Bisnis.com, JAKARTA - Masalah deflasi di China semakin parah seiring dengan lemahnya indeks harga konsumen atau inflasi serta harga di tingkat pabrik pada periode September 2024.
Mengutip Bloomberg pada Senin (14/10/2024), data dari Biro Statistik Nasional (NBS) mencatat, indeks harga konsumen atau consumer price index (CPI) China tercatat naik ke level 0,4% apabila dibandingkan dengan September 2023. Catatan tersebut didukung oleh lonjakan harga sayuran segar.
Meski demikian, perolehan tersebut turun dari angka Agustus 2024 sebesar 0,6%. Inflasi China juga berada di bawah perkiraan 0,6% dari survei para ekonom Bloomberg.
Sementara itu, inflasi inti naik 0,1% pada September, atau terendah sejak Februari 2021. Sementara itu, inflasi produsen turun selama 24 bulan berturut-turut, yakni pada level 2,8% secara year on year (yoy), sedikit lebih besar dari penurunan 2,6% yang diperkirakan para ekonom.
Selanjutnya, inflasi pangan secara keseluruhan naik 3,3% pada September dibandingkan tahun lalu, sementara harga sayuran segar melonjak 22,9% setelah naik 21,8% pada bulan Agustus, meningkatkan inflasi sebesar 0,48 poin persentase.
Cuaca buruk dan permintaan musiman menjelang liburan selama seminggu di China kemungkinan besar akan mendorong kenaikan harga buah-buahan dan sayur-sayuran.
Baca Juga
Data-data tersebut menyoroti lemahnya permintaan domestik sebelum pemerintah mengeluarkan sejumlah langkah stimulus pada akhir September untuk menghidupkan kembali perekonomian.
China sedang menghadapi periode deflasi terpanjang sejak tahun 1990-an, dengan penurunan harga-harga perekonomian secara luas selama lima kuartal berturut-turut hingga bulan Juni – dan kemungkinan besar akan berlanjut hingga bulan September.
Adapun, bank sentral China, Peoples’ Bank of China, telah memangkas suku bunga dan meningkatkan dukungan untuk properti dan pasar saham sejak akhir September.
Pada Sabtu (12/10/2024) kemarin, Kementerian Keuangan menjanjikan lebih banyak bantuan untuk sektor properti yang sedang terpuruk dan pemerintah daerah yang berhutang budi.
Bruce Pang, Chief Economist for Greater China di Jones Lang LaSalle Inc mengatakan, inflasi secara keseluruhan masih jauh lebih rendah dibandingkan target kebijakan dan permintaan masih lemah.
“Dengan implementasi efektif dari kebijakan-kebijakan yang ada dan peluncuran langkah-langkah baru, diharapkan kepercayaan dan ekspektasi konsumen dan produsen akan meningkat secara efektif seiring dengan pulihnya permintaan pasar secara bertahap,” jelasnya.
Konsumsi yang lemah dan peningkatan produksi yang pesat telah menyebabkan perang harga yang intens di berbagai sektor, termasuk kendaraan listrik dan tenaga surya.
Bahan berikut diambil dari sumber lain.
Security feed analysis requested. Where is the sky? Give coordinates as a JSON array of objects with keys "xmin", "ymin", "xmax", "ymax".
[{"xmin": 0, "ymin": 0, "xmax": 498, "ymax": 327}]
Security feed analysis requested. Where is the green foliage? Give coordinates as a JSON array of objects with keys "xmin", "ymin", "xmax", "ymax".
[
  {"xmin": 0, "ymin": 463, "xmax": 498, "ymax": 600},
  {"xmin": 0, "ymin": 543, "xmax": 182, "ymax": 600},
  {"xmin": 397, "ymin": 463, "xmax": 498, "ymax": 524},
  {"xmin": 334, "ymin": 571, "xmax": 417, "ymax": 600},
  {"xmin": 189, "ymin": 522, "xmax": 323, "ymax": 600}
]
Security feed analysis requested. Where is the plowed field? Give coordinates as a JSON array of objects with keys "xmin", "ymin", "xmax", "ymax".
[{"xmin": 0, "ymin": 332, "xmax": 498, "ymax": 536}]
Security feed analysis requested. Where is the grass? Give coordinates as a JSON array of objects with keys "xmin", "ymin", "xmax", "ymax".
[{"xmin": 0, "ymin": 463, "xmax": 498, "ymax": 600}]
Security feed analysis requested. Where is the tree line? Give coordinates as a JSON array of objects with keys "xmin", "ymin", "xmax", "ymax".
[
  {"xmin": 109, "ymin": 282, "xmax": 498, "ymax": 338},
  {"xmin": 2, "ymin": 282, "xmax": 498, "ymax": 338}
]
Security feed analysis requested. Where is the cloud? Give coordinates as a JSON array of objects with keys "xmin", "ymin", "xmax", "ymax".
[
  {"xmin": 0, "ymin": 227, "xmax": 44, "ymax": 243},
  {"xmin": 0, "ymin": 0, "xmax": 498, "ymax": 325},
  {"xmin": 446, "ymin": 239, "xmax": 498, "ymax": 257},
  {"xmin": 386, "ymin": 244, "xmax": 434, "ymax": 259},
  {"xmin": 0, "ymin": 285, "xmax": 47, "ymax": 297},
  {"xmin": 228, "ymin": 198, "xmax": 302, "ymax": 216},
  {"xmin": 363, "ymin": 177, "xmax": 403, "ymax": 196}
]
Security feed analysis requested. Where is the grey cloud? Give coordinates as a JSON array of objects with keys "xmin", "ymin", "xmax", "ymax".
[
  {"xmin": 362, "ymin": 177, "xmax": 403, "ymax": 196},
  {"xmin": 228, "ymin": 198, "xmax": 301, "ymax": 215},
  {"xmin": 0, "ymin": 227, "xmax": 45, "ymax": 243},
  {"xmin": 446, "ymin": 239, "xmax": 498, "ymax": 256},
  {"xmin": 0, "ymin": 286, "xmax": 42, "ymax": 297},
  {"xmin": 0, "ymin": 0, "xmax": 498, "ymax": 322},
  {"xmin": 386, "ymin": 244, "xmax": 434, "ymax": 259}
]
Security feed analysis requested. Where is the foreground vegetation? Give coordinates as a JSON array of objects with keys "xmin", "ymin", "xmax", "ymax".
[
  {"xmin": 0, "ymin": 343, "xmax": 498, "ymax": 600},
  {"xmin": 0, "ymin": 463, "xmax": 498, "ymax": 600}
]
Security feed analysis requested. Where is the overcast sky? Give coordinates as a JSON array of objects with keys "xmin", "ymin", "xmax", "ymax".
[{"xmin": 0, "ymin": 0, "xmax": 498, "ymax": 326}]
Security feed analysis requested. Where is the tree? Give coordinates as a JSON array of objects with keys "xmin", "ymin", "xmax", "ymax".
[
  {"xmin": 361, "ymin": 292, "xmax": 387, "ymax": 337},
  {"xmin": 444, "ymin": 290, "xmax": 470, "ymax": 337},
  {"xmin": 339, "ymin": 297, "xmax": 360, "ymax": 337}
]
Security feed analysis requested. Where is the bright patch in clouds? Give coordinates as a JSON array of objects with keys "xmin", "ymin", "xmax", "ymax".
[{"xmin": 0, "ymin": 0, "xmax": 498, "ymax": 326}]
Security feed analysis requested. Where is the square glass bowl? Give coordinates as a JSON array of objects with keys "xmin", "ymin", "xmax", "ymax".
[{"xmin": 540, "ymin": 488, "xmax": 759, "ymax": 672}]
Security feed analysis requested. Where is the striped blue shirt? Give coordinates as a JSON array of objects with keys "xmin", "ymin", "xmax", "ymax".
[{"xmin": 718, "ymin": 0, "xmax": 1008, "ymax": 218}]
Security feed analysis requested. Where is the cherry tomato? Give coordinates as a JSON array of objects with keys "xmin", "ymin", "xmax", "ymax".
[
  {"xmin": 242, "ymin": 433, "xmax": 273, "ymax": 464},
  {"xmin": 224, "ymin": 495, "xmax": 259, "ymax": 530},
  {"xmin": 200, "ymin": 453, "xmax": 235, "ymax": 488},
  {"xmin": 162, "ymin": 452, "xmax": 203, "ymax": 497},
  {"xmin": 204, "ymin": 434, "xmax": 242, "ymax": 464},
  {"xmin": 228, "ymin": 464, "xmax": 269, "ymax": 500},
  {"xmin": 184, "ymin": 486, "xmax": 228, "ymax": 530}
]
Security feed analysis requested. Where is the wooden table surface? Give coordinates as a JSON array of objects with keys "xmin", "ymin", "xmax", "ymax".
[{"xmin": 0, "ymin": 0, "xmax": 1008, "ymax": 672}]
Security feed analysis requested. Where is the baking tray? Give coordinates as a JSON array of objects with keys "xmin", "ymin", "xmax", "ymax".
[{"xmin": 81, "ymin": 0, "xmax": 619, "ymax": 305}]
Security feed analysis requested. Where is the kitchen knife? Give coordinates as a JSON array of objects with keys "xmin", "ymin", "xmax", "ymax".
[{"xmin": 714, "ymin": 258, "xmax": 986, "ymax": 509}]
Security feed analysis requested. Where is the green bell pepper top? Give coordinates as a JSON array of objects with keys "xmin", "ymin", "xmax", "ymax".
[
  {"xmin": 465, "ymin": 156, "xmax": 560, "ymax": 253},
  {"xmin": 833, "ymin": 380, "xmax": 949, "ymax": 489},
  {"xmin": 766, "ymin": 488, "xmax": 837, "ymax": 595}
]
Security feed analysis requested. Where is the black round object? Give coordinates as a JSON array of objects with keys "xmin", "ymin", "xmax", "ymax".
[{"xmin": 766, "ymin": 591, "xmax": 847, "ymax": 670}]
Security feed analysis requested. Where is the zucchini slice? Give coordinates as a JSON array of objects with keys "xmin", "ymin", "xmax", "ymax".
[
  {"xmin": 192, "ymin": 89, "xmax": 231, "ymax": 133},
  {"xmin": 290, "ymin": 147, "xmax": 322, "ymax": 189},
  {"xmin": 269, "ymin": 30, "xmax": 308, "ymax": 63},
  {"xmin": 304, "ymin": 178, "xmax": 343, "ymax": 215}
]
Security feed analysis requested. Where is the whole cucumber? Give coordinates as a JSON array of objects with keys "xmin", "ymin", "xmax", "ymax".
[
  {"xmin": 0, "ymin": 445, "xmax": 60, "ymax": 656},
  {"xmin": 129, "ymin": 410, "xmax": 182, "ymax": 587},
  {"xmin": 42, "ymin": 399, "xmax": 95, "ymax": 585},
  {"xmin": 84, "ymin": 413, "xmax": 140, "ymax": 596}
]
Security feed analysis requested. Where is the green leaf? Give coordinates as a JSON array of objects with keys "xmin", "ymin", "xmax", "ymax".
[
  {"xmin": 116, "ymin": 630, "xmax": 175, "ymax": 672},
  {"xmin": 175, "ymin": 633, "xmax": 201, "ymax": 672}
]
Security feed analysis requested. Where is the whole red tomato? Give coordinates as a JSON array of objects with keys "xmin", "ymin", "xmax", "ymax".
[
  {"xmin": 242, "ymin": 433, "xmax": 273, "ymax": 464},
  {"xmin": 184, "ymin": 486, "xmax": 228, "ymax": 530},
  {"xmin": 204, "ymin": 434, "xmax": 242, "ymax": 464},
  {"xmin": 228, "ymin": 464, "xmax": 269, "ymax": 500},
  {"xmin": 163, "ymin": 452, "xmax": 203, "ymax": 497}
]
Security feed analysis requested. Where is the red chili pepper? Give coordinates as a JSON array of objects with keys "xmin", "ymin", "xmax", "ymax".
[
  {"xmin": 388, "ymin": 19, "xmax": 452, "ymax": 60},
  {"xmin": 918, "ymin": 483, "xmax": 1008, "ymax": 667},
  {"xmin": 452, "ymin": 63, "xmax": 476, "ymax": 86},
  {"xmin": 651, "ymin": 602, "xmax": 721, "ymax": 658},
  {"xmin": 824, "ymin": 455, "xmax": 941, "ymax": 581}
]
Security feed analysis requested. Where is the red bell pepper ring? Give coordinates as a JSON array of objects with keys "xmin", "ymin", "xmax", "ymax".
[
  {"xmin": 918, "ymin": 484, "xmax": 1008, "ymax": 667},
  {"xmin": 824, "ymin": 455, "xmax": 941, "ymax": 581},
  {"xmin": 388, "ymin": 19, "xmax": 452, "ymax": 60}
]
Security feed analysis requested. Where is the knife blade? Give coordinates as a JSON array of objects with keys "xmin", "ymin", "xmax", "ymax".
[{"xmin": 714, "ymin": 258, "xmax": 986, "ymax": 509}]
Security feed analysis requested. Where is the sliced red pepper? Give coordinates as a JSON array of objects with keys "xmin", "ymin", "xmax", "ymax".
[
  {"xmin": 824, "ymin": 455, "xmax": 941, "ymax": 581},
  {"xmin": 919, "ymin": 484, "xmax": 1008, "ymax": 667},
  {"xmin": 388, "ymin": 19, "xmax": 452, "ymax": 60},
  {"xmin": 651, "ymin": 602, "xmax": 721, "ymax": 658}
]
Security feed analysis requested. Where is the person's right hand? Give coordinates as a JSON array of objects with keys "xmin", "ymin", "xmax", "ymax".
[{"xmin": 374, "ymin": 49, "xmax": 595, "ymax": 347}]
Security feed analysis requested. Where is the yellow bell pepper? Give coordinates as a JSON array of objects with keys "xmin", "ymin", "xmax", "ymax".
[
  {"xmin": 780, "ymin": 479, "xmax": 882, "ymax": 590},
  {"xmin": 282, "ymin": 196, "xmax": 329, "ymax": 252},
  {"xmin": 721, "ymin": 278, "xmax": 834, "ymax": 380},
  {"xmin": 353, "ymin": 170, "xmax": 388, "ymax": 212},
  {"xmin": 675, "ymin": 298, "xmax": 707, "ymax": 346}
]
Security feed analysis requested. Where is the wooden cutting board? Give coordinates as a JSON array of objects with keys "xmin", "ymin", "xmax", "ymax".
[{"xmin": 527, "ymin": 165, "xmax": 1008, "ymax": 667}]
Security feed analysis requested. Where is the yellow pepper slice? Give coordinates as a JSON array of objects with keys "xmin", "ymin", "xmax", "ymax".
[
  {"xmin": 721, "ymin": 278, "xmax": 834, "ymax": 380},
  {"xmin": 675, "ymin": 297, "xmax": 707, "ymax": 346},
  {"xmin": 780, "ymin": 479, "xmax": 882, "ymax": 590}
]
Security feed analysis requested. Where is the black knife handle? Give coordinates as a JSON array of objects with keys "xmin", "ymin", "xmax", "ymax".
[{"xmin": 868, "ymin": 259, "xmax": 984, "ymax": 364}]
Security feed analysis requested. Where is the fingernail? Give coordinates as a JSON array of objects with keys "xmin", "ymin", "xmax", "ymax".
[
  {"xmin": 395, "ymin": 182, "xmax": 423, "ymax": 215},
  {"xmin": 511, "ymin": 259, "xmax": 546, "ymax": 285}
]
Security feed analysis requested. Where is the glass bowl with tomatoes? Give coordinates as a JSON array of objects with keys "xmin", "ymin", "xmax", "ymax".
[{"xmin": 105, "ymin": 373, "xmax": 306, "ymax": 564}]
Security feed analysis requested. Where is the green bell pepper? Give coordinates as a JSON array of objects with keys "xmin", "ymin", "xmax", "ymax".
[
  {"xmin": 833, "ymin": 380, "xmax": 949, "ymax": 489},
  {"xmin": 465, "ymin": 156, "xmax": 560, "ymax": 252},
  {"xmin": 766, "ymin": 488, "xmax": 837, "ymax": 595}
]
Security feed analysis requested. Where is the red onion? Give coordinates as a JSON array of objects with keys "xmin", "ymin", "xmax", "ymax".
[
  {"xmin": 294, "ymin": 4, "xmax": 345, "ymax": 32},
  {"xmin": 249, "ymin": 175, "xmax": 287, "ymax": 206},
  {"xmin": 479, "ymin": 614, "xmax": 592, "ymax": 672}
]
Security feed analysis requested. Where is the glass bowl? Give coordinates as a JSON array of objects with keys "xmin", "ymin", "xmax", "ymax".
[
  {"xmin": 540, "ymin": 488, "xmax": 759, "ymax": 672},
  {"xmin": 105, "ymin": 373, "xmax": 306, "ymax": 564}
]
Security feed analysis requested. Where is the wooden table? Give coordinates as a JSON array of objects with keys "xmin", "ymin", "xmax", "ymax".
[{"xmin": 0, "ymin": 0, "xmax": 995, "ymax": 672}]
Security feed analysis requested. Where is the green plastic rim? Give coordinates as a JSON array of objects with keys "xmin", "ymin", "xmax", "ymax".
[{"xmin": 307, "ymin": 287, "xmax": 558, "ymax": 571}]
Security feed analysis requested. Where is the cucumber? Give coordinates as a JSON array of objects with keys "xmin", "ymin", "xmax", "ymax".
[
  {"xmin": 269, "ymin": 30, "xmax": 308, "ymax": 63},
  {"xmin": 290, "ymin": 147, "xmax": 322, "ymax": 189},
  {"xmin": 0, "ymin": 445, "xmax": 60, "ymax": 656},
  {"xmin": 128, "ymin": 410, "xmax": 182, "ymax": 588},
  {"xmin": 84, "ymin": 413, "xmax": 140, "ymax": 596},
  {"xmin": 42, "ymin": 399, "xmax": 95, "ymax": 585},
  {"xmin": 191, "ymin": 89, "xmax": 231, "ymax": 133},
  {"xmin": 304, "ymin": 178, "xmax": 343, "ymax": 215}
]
Harga fasilitas transportasi termasuk mobil turun 5,3%, sementara produsen mobil mengalami penurunan harga jual 2,3%.
Jatuhnya harga adalah pertanda buruk bagi perekonomian. Deflasi dapat menimbulkan lingkaran setan dengan menurunkan pengeluaran dan investasi, yang pada gilirannya menyebabkan melemahnya pertumbuhan ekonomi dan meningkatnya pengangguran.